Why does she need to code? If she pursues management, she will never need to code. And she will get paid more than most coders.
Well it's either 1. Beneficial for her career-wise or business-wise, 2. She sees it as a mutual learning experience where you can bond together, or 3. She is naturally curious and passionate about it and just needs some guidance.

Can lead the horse to water, but cant force it to drink ;)

Has she tried it and just doesn't like it?

Has she tried it and doesn't think she's good at it?

Or does she entertain some sort of nerdy stigma against it?

It's difficult to give actionable advice without word from both parties about their attempts and motivations.

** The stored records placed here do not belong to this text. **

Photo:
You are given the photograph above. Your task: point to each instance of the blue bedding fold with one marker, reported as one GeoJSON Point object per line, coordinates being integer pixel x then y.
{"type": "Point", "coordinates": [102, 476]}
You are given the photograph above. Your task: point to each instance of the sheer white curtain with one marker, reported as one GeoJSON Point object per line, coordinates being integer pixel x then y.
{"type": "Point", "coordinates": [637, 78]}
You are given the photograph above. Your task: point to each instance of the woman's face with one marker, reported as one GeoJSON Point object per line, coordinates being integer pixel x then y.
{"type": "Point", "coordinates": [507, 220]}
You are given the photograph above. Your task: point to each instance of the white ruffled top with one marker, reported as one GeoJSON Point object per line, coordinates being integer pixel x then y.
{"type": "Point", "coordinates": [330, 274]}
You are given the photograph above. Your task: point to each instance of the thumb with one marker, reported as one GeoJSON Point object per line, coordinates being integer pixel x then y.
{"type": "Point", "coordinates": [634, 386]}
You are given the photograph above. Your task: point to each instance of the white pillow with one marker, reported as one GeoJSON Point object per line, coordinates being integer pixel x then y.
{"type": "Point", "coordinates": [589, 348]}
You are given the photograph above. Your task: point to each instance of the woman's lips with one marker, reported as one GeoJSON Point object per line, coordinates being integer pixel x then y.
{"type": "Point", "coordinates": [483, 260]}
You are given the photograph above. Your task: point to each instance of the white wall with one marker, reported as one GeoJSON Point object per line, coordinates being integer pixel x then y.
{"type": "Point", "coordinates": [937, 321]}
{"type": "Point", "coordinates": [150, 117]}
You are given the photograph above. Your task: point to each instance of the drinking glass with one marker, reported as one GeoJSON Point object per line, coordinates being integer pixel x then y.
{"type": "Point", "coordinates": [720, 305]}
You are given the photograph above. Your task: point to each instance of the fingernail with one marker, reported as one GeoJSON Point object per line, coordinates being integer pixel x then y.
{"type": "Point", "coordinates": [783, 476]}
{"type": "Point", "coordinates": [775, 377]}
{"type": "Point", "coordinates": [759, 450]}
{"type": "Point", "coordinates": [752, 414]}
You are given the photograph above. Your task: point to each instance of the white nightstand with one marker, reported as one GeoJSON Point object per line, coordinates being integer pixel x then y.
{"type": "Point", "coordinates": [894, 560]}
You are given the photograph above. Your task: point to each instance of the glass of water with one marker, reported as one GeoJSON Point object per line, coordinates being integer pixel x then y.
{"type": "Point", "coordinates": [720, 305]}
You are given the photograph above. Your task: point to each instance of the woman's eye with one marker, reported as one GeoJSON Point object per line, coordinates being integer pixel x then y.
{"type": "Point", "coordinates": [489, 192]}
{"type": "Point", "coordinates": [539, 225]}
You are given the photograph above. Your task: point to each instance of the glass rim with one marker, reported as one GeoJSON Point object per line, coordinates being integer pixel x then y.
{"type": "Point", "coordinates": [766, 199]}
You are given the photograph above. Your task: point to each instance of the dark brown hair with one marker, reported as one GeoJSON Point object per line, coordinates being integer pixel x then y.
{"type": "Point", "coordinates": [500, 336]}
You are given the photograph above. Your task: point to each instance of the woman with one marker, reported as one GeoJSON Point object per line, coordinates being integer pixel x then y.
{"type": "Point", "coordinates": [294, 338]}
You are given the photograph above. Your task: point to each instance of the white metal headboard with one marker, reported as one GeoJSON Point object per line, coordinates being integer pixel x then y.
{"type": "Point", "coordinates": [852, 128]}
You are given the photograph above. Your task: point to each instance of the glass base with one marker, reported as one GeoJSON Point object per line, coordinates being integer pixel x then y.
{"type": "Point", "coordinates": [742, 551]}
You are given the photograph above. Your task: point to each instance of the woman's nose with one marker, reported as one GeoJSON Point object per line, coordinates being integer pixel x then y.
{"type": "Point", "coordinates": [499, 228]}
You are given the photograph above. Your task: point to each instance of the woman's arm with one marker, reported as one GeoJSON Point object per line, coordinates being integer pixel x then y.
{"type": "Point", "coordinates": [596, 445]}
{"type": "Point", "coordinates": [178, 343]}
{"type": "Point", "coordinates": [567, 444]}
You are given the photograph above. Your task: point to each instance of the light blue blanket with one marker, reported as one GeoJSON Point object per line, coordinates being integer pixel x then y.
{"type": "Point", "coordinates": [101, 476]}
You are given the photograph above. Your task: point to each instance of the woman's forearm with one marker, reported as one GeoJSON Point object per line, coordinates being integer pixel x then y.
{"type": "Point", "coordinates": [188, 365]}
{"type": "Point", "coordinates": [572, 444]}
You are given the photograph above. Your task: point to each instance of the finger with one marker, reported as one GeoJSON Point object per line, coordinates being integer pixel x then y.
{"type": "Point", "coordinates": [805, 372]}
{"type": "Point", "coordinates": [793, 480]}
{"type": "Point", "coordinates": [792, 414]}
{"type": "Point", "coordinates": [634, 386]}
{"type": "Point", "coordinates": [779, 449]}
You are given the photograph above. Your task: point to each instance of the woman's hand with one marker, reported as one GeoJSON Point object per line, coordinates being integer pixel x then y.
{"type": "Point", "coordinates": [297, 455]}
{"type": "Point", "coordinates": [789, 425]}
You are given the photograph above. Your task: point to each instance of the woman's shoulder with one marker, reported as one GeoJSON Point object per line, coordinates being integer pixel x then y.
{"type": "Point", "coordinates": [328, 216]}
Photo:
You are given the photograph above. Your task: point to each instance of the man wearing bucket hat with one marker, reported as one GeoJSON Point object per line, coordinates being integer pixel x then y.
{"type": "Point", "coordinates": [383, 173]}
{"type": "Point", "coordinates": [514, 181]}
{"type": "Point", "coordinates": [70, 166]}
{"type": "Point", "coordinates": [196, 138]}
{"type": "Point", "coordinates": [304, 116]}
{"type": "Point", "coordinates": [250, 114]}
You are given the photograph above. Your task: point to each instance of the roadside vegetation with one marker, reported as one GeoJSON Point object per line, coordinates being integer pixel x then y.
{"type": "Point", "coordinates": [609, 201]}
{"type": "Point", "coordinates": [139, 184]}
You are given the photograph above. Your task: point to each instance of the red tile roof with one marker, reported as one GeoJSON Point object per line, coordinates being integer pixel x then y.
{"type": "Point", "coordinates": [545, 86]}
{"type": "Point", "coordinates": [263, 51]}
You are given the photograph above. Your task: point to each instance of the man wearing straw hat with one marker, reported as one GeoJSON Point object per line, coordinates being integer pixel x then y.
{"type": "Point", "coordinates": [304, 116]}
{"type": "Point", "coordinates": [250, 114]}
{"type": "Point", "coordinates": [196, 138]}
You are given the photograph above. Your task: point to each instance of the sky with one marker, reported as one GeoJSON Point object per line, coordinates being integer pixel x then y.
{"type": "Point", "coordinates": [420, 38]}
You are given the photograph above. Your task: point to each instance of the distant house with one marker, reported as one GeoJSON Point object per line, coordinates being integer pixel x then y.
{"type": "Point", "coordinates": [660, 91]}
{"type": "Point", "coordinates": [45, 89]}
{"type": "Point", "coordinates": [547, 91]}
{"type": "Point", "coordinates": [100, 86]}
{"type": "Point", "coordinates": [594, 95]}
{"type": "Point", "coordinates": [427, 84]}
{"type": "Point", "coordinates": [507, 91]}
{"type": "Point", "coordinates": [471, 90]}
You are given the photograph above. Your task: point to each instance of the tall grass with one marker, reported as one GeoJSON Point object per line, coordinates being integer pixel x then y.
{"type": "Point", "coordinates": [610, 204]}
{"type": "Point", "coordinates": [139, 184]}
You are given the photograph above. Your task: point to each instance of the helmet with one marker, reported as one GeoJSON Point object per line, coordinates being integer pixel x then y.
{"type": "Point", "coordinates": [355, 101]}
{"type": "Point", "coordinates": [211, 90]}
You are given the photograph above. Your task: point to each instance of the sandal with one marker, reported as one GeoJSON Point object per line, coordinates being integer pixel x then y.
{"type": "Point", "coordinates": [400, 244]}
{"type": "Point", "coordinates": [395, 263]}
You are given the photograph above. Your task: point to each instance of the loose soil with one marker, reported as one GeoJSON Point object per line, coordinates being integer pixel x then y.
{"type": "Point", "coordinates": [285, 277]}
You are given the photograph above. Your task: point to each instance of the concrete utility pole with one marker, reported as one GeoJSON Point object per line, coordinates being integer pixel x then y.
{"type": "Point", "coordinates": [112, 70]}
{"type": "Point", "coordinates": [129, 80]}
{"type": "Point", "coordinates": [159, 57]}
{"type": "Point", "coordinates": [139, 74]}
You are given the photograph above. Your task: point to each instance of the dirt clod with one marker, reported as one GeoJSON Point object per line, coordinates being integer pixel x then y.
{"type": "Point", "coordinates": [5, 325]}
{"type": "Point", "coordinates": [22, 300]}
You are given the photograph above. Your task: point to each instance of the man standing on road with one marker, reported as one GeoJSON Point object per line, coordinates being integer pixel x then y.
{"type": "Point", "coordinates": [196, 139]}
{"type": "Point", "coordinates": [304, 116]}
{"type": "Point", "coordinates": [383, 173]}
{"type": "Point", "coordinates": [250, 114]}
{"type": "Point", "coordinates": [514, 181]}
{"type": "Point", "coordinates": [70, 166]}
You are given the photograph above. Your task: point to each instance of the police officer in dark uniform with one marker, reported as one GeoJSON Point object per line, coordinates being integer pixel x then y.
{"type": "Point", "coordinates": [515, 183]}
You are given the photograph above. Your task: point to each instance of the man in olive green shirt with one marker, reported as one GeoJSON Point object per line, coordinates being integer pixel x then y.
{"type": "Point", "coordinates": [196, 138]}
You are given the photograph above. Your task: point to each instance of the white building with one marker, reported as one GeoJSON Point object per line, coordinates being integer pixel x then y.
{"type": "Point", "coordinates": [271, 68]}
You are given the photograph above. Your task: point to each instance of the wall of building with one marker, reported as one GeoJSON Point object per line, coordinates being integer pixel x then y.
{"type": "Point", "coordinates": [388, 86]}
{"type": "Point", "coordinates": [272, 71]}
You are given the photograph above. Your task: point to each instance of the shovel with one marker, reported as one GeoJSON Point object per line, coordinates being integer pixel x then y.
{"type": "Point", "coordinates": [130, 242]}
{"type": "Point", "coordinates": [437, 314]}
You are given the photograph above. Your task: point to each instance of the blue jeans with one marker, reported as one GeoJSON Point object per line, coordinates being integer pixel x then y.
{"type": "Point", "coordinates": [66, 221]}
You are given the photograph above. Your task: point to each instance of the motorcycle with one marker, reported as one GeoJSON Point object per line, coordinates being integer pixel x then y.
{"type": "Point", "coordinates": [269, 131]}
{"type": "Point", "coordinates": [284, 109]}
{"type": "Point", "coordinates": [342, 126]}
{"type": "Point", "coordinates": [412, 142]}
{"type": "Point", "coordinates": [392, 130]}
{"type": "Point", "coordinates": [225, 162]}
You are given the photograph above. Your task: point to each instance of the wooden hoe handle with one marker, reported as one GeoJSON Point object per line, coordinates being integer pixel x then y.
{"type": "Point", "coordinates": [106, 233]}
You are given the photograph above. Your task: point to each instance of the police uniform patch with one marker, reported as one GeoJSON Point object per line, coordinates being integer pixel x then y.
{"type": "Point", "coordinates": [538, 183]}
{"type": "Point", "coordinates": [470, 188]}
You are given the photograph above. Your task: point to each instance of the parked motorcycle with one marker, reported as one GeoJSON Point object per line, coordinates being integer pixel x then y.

Are you saying your wife's master's program in information systems has zero coding in it? If so, that's amazing. I think I probably wouldn't be able take a "master of information systems" entirely seriously if they couldn't code.

Information systems is something like a synonym for "computers and stuff"; if you're a master of "computers and stuff", you should know how to code.

I mean, imagine a "master of information systems" being embarrassed when they can't understand Python or Javascript written by their nephew or niece in fifth grade elementary school. Yikes!

If the program contains required courses involving coding, then that is covered. She will have to go through that, and then will either see the beauty of it all or not. In any case, you will be there for help or insights/perspectives.

Why is she getting an MSIS? If she isn't interested in coding and already has an MBA with finance background, then what does she plan to do here - change careers, just credentialing, or work in an area unrelated to coding?
Start her out on something like Retool and help her hack together tools that she would find useful.
Why retool? That’s way too complex for someone who can’t code. Better start with something more NoCode and then figure a way to move to low code
I think no-code tools end up teaching people a new, crappy programming language expressed via UI. It's a coding alternative, not coding appetizer.

Retool is very low-code if you're mostly hitting APIs and/or have someone to help you with initial transformational, and it ultimately using text/code to wire things together.

> How do I make sure she knows the joy of coding

Stop having coitus with her. That's what my wife did when I was having too much joy just in coding.